Gli abissi del Mar dei Caraibi lo hanno cullato per più di tre secoli, da quell’8 giugno del 1708, quando il galeone spagnolo «San José» sparì tra i flutti in pochi minuti.
Il suo relitto racchiude -secondo la storia e la cronaca- il più prezioso dei tesori in fondo al mare, tanto che negli anni il galeone si è meritato l’appellativo di «Sacro Graal dei relitti». Nel 2015, dopo decenni di ipotesi, leggende e tentativi di localizzazione partiti nel 1981, è stato individuato a circa 16 miglia nautiche (circa 30 km.) dalle coste colombiane di Cartagena ad una profondità di circa 600 metri. Nella sua stiva, oro argento e smeraldi che tre secoli fa il veliero da guerra e da trasporto avrebbe dovuto portare in Patria. Il tesoro, che ha generato una contesa tra Colombia e Spagna, ammonterebbe a svariati miliardi di dollari.
La fine del «San José» si inquadra storicamente durante la guerra di Successione spagnola, che vide fronteggiarsi Francia e Spagna da una parte e Inghilterra, Olanda e Austria dall’altra. Un conflitto per il predominio sul mondo, compreso il Nuovo continente da cui proveniva la ricchezza che aveva fatto della Spagna la più grande delle potenze. Il «San José» faceva parte di quell’Invencible Armada che dominò i mari per secoli, armato con 64 bocche da fuoco per una lunghezza dello scafo di circa 50 metri.
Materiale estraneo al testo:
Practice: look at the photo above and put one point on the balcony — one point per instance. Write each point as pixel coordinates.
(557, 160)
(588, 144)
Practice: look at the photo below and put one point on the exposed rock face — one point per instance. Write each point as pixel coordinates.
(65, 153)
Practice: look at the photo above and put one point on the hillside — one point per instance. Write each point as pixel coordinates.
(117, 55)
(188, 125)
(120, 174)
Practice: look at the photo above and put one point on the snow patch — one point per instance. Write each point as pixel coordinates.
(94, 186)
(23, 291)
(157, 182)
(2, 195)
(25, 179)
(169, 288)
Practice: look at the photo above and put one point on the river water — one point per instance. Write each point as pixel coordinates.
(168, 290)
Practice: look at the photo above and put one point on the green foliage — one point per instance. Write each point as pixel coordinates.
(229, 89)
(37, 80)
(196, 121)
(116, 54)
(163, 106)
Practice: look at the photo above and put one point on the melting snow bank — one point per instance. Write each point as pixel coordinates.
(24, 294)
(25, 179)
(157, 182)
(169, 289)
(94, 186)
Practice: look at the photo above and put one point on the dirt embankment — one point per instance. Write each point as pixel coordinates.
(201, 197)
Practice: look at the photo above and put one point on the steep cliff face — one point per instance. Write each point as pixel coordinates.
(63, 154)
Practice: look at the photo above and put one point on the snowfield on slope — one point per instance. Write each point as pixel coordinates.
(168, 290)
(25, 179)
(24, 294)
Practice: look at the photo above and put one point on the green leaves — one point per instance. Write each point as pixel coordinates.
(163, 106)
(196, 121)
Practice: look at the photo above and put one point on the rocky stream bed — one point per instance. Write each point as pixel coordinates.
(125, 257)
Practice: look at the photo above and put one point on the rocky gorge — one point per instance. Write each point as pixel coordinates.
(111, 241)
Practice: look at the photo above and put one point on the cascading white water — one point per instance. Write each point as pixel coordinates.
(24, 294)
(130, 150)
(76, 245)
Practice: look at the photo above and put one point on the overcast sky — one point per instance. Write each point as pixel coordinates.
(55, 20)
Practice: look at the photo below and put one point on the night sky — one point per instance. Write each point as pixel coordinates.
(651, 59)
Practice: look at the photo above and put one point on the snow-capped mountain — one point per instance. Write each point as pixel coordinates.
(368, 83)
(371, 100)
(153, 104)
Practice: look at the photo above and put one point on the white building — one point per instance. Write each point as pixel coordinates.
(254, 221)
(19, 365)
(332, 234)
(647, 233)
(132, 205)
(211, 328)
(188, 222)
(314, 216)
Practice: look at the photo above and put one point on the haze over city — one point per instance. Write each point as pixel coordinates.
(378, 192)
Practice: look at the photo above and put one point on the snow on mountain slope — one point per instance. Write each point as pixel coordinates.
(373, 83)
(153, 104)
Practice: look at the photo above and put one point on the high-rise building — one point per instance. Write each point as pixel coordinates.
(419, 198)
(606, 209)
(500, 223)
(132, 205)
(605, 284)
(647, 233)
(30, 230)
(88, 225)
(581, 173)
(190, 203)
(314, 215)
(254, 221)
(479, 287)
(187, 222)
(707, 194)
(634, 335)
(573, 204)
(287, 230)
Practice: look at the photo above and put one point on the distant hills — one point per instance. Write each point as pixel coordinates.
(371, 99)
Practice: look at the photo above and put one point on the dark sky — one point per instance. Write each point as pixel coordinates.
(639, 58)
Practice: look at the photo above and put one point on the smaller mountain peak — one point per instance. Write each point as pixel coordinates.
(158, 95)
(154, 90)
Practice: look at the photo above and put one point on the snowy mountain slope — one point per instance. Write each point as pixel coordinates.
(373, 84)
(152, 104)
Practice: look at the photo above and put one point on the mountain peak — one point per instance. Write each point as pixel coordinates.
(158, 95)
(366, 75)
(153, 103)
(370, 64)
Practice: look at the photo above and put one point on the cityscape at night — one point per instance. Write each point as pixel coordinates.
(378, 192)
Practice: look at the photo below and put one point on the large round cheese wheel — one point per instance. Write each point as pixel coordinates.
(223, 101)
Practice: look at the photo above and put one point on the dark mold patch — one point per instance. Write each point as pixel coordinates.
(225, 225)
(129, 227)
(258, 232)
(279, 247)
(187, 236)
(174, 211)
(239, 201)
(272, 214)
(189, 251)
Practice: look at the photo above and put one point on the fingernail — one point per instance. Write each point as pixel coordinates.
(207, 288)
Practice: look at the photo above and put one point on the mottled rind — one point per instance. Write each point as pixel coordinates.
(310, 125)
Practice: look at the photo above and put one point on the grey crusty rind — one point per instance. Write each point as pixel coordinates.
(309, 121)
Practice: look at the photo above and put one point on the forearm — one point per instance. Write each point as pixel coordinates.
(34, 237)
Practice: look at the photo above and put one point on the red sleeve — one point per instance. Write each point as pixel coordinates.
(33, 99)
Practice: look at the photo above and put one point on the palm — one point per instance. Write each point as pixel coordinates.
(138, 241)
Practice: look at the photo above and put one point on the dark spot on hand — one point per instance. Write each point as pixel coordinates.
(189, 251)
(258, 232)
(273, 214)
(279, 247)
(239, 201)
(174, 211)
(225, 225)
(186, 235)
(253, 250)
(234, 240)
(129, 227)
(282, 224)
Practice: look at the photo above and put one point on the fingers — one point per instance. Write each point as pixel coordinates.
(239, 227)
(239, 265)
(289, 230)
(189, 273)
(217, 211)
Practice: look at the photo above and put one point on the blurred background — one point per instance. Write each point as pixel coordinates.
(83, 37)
Varato nel 1696, nel giugno del 1708 si trovava inquadrato nella «Flotta spagnola del tesoro» a Portobelo, odierna Panama. Dopo il carico di beni preziosi, avrebbe dovuto raggiungere Cuba dove una scorta francese l’attendeva per il viaggio di ritorno in Spagna, passando per Cartagena. Nello stesso periodo la flotta britannica preparò un’incursione nei Caraibi, con 4 navi da guerra al comando dell’ammiraglio Charles Wager. Si appostò alle isole Rosario, un piccolo arcipelago poco distanti dalle coste di Cartagena, coperte dalla penisola di Barù. Gli spagnoli durante le ricognizioni si accorsero della presenza del nemico, tuttavia avevano necessità di salpare dal porto di Cartagena per raggiungere rapidamente L’Avana a causa dell’avvicinarsi della stagione degli uragani. Così il comandante del «San José» José Fernandez de Santillàn decise di levare le ancore la mattina dell’8 giugno. Poco dopo la partenza le navi spagnole furono intercettate dai galeoni della Royal Navy a poca distanza da Barù, dove iniziò l’inseguimento. Il «San José» fu raggiunto dalla «Expedition», la nave ammiraglia dove si trovava il comandante della spedizione Wager. Seguì un cannoneggiamento ravvicinato dove gli inglesi ebbero la meglio sul galeone colmo di merce preziosa. Una cannonata colpì in pieno la santabarbara, la polveriera del galeone spagnolo che si incendiò venendo inghiottito dai flutti in pochi minuti. Solo una dozzina di marinai si salvarono, su un equipaggio di 600 uomini. L’ammiraglio britannico, la cui azione sarà ricordata come l’«Azione di Wager» non fu tuttavia in grado di recuperare il tesoro della nave nemica, che per tre secoli dormirà sul fondo del Mare dei Caraibi .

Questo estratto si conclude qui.